President Joe Biden's administration has announced that the US would develop the first ever National Strategy to Counter Islamophobia, as discontent among Muslim and Arab Americans rises over Washington's response to the Israel-Gaza war.
The White House said on Wednesday it was still developing the strategy and is working “with community leaders, advocates, members of Congress and more” to solidify specific deliverables “which will be a joint effort led by the Domestic Policy Council and the National Security Council”, White House Press Secretary Karine Jean-Pierre said in a statement.
But many Muslim Americans are sceptical that the Biden administration is putting forward a good-faith effort.
“Anytime an effort is launched to combat Islamophobia, we would welcome it and appreciate it,” Samina Sohail, vice chairwoman of the Islamic Centre of Greater Cincinnati in the state of Ohio, told The National.
“However, this time, with this administration, they need to first establish credibility with Muslim Americans.”
Ms Sohail said that “on occasion after occasion”, the White House “has really alienated us”.
Vice President Kamala Harris noted on Wednesday that the US has seen a sharp rise in anti-Palestinian, anti-Arab, anti-Semitic and Islamophobic incidents “as a result of the Hamas terrorist attack in Israel and the humanitarian crisis in Gaza.”
“Muslims in America and those perceived to be Muslim have endured a disproportionate number of hate-fuelled attacks,” Ms Harris said in remarks announcing the launch of the national strategy.
In the aftermath of the Hamas attack in Israel last month, a landlord fatally stabbed six-year-old Wadea Al Fayoume, a Palestinian-American boy, and gravely injured his mother.
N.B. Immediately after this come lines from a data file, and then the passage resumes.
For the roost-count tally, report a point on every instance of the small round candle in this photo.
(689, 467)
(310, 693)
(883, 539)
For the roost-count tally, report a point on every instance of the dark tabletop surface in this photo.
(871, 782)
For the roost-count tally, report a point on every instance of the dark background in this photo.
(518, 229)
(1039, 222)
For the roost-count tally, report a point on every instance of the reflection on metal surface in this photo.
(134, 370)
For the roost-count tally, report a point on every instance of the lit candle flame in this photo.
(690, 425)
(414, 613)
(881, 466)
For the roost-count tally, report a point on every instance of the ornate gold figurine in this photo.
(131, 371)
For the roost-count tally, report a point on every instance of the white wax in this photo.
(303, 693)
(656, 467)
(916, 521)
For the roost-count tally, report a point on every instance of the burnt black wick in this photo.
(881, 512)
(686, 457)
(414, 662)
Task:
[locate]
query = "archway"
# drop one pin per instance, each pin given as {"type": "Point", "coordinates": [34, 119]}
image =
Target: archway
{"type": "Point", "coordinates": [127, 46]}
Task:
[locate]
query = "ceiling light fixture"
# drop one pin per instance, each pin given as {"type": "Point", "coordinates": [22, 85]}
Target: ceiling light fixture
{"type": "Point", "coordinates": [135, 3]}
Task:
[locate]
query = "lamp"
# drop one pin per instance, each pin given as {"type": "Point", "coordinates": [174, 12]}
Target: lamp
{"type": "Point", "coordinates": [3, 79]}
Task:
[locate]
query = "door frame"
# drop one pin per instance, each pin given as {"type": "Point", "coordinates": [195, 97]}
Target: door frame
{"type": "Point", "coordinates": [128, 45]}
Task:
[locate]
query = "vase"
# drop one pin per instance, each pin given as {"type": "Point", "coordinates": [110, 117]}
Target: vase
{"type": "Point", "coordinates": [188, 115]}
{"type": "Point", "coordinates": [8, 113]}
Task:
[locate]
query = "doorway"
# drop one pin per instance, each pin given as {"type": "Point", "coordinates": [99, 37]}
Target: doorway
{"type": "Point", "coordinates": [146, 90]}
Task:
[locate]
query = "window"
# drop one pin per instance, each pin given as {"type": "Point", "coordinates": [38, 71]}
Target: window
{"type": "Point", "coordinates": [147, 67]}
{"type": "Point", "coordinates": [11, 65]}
The Department of Justice is investigating the stabbing as a hate crime.
Mr Biden held a closed-door meeting with Muslim-American leaders last week, a source told The National, as community resentment grows over his support for Israel, including a multibillion-dollar request for increased funding for the US ally.
Ms Sohail hopes that the administration will look to community leaders and take accountability for Muslim-American mistrust as it shapes its strategy to combat Islamophobia.
The President, she said, needs to “look at your own tone, look at your own rhetoric, issue apologies to the Muslim-American community which is so hurt by what you are doing”.
“And we don't even have a voice and where our tax dollars go,” she added.
“Talk to the Muslim-American constituency and make a plan that there is buy in from our end.”
Many leaders in the Arab-American community, an important and often Democratic-voting bloc, have warned Mr Biden that the administration's approach could lose him their critical vote in 2024.
“Nothing could have prepared us for the complete erasure of our voices and radio silence from those whom we elected to protect and represent us,” Abdullah Hammoud, the Democratic mayor of Dearborn, Michigan, wrote on X, formerly Twitter.
The new White House strategy on Islamophobia has been expected since the administration first unveiled a national strategy to combat anti-Semitism earlier this year.
Spikes in anti-Muslim sentiment in the US long predated the current crisis in Gaza, most visible in a wave of federal surveillance of mosques and Muslim community centres following the September 11, 2001, terrorist attacks.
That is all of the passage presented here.